`ToGraph` maybe doesn't need so many methods? #151

michaelpj · 2018-11-30T17:02:53Z

I understand that the intention of ToGraph, like Foldable, is that some of the methods can be overridden to provide better performance.

But in practice it seems like the only ones that actually matter are

foldG (special implementation for Fold)
toGraph, toAdjacencyMap, toAdjacencyIntMap (special implementations for those very types or similar ones)

AFAICT the overriding implementations are all equivalent to calling the default implementations on ToGraph with the specialised version of e.g. toAdjacencyMap. For example, LabelledAdjacencyMap just delegates to the AdjacencyMap functions after calling skeleton... which is just its definition of toAdjacencyMap.

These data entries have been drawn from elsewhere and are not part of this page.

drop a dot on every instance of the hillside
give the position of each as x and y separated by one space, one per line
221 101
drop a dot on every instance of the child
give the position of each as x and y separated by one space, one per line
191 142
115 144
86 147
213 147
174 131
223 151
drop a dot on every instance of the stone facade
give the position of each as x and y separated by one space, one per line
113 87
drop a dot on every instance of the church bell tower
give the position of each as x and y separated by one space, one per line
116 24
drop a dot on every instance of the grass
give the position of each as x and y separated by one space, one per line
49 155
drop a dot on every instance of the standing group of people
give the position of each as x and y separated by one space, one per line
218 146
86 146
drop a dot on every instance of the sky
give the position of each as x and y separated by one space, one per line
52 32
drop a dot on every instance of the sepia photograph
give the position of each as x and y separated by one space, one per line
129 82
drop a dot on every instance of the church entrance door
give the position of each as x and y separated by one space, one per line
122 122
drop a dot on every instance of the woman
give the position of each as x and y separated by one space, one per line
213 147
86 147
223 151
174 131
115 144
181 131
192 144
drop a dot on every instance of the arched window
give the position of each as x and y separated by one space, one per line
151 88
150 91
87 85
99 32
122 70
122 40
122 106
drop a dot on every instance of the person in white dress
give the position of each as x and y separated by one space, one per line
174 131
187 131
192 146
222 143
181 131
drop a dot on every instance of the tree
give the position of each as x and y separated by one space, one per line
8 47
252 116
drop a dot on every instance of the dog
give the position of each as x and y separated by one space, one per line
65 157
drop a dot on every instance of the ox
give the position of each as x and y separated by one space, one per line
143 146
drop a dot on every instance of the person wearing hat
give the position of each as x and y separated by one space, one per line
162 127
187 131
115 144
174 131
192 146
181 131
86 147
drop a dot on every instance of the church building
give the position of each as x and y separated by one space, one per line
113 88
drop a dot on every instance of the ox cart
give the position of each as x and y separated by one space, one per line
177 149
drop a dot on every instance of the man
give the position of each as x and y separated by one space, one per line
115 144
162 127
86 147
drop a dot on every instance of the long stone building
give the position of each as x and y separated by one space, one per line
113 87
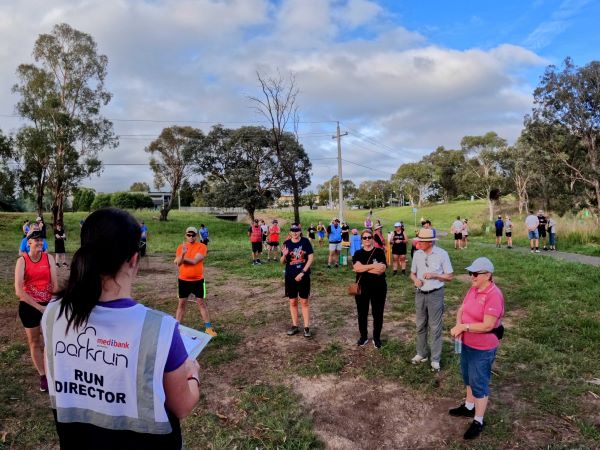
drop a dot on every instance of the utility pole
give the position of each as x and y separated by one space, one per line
338 136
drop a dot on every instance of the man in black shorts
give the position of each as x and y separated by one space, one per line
297 255
543 222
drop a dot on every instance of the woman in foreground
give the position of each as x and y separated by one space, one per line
118 372
477 324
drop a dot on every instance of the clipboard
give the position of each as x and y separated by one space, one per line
194 341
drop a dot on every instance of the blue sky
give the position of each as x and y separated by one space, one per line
402 77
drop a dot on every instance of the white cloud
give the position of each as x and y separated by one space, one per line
186 60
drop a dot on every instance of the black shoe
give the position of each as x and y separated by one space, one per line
462 411
362 342
474 430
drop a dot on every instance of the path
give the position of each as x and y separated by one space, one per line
565 256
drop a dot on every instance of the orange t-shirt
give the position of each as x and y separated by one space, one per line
192 272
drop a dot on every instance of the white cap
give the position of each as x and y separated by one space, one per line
481 265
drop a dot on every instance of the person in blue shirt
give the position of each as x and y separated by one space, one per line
143 238
499 224
355 243
203 231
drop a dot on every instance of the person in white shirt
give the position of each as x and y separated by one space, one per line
532 223
457 227
430 269
551 232
508 231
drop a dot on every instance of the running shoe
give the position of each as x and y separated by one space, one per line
461 411
43 383
362 342
417 359
211 331
474 430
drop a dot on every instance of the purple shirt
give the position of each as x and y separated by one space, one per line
177 352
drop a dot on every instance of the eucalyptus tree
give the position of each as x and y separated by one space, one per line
567 102
483 172
172 160
61 95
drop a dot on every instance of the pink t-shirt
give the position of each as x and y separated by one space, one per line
475 306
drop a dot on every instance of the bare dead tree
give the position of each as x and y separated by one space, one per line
278 106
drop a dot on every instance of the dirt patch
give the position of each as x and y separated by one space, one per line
357 414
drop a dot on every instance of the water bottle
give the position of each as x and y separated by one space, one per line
458 345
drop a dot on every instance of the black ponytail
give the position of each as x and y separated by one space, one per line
109 237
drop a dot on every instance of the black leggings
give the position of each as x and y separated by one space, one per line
373 293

So I think we could have a ToGraph class that just had foldG and the toX methods, and then provide some generic implementations of the others as functions with a ToGraph constraint, rather than class methods.

Is this actually a problem? Not enormously, it just looks odd to a reader to have such a profusion of class methods, which will potentially grow indefinitely as more algorithms are added.

(I might just be missing some overrides that are in fact performance-critical, of course!)

The text was updated successfully, but these errors were encountered:

michaelpj · 2018-11-30T17:52:08Z

As an example of how this can lead to some (accidental?) inconsistency, scc isn't on ToGraph, although it's perfectly definable in terms of toAdjacencyMap.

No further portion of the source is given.